Interesting realization

I'd actually come to this conclusion long ago, and it might even be offensive to some, but I'm willing to share it here and see who comments (or doesn't).

Teaching is what keeps me from wanting kids. As long as I'm a teacher, I will not have a child (on purpose).

Allow me to explain.

I love kids, I really do. But being around them allllll daaaaaaaaaaaaaay is a workout in itself. I can't spend all day with kids and then go home and give my kids the attention they deserve. It's just not gonna happen. I'm too exhausted by the end of the school day to come home and play with a toddler.

I'm sure that if the situation presented itself I'd feel differently. From what I've heard, most moms count the hours so they can get back to their little ones and resent that they aren't the SAHM they never wanted to be until now. And when it's your child, almost every movement and sound is precious, and not the obnoxious moans and movements made by an 8th grader who's been ready to graduate since July.

However, at this moment in time, I really think that teaching has kept me from wanting to get knocked up. When I come home, it's quiet. It's a glorious, wonderful quiet. Just the low hum of the fish tank and the rumble of the trains rolling by. My oh my is it wonderful!

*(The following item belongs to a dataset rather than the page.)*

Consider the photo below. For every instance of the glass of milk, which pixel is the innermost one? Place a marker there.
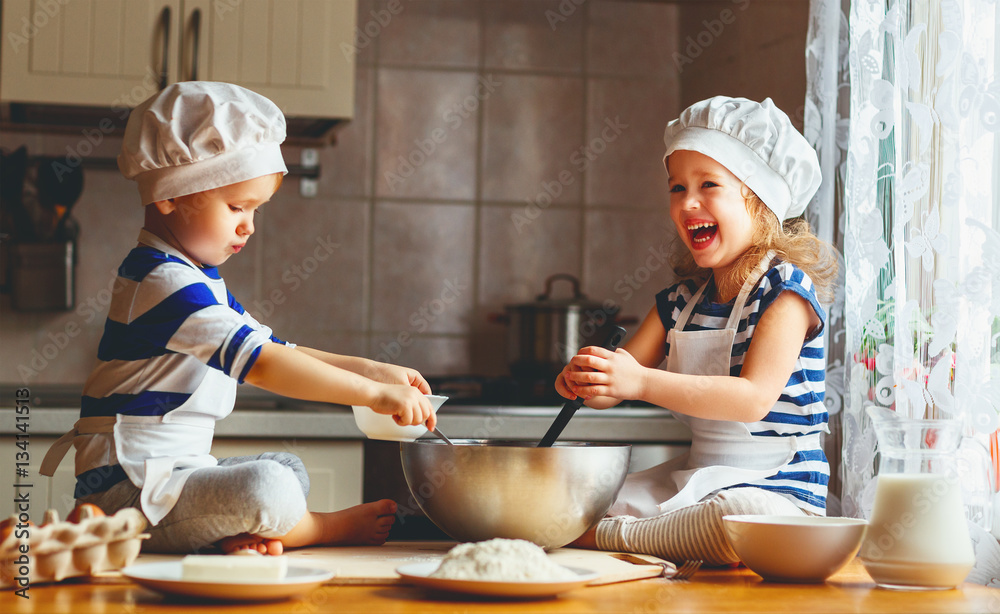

I'm sure the time will come when teaching just won't keep those pangs at bay and then I'll have some serious decisions to make. (or heck! Maybe they'll have been made for me!) Do I want to wake up with a child, go to work and be surrounded by hundreds of kids, go home to another one or two, and fall asleep only to wake up 2 hours later to feed a child?

To me, that sounds like hell. But that's rightnow. Maybe someday rightnow will fade into backthen and rightnow will mean Iwantababyrightnow. Hell, it almost has to, right? Just about all the married teachers at my school have kids, and some have grandkids. AND they're still teaching! That says something, doesn't it? It says you love your job, and you love it so much that you're willing to keep going despite all the worries that float through your mind. It says that determination can help you do a lot. It says that teaching kids can't keep having your own kids on the backburner forever. And to me, it says that even though you're around kids all the time, the desire to have your own is greater than all the evidence that tells you to close up shop and give up that little pipe dream.

I don't know. All I do know is that when the quiet that waits for me when I get home is pure, unadulterated bliss. Or is that unachilderated? Whatever. Bliss is bliss.

1 comment:

  1. I can see both sides of the argument. On the one side, parenthood IS exhausting. You'll give more of yourself than you ever thought possible. BUT, you'll want to. AND you won't birth an 8th grader. I promise. You'll get to mess your own kid up from scratch. ;)

    When (and if) it happens, you'll be a great mom, Angie!